The introduction of a congestion charge in the English capital one year ago has reduced road traffic in London’s inner city by 30 per cent and brought in revenue of £68 million (SFr155 million).
This success has led to discussions about introducing a similar system in Switzerland, although the introduction of a toll system across the country is not possible under the Swiss constitution.
“Road charging is a way of making drivers pay for uncovered environmental costs,” said Adrian Schmid of the non-governmental Transport and Environment Association.
“We have to consider where to hold trials, whether in a bigger city like Zurich or Geneva or a smaller city such as Lucerne,” Schmid told swissinfo.
Another open question is the funding of such trials, Schmid said. But it is clear to him that such projects would have to be evaluated scientifically and politically.
“I’d like to see a wider public debate on the issue,” Schmid said. “Road charges should not been as the only way to tackle traffic congestion in cities and urban areas,” he pointed out.

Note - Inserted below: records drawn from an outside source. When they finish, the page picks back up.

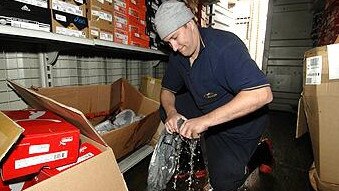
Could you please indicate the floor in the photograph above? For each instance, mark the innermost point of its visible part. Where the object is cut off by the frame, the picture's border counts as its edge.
(293, 157)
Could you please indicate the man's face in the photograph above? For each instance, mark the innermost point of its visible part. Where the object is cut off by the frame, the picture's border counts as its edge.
(182, 41)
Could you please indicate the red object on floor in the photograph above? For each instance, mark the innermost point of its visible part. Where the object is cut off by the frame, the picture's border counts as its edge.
(48, 140)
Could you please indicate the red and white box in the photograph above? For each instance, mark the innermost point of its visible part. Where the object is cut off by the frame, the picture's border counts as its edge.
(17, 186)
(48, 141)
(86, 152)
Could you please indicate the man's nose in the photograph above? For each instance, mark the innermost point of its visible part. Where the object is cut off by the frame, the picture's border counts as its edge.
(174, 45)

Markus Liechti, a project manager with the European Federation of Transport and Environment also advocates a pragmatic approach.
“It is not realistic to press for changes to the constitution and lift a ban on road tolls for Swiss roads,” Liechti said.

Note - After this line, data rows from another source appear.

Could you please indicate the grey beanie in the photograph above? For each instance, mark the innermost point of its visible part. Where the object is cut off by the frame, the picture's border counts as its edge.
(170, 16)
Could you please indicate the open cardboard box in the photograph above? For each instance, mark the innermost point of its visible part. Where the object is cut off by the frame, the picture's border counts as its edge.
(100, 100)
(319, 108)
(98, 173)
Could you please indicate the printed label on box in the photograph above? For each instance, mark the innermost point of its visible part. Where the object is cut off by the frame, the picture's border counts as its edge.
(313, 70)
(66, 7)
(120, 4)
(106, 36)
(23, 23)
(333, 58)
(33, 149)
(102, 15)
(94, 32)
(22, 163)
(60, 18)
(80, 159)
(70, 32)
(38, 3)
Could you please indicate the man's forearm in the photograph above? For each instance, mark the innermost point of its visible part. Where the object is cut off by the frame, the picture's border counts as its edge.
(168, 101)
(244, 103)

Liechti is convinced that the best way forward is to introduce road charges on a trial basis as positive results would make it easier to call for amendments to the constitution.
For their part, Swiss city authorities do not object to trials, but they have ruled out discussion on the introduction of road charges on a nationwide level.
“As things stand now road charging is not a suitable method in the medium term to finance traffic in urban areas,” Urs Geissmann, director of the Swiss City Association said.
Geissmann said the introduction of a toll system would entail an overhaul of the system of taxes on fuel and vehicles and use of Swiss motorways.
No inner cities
Geissmann added that it would be crucial to define the zones in which road charges would apply, and to ensure that motorists could not avoid the charge by using small backstreets.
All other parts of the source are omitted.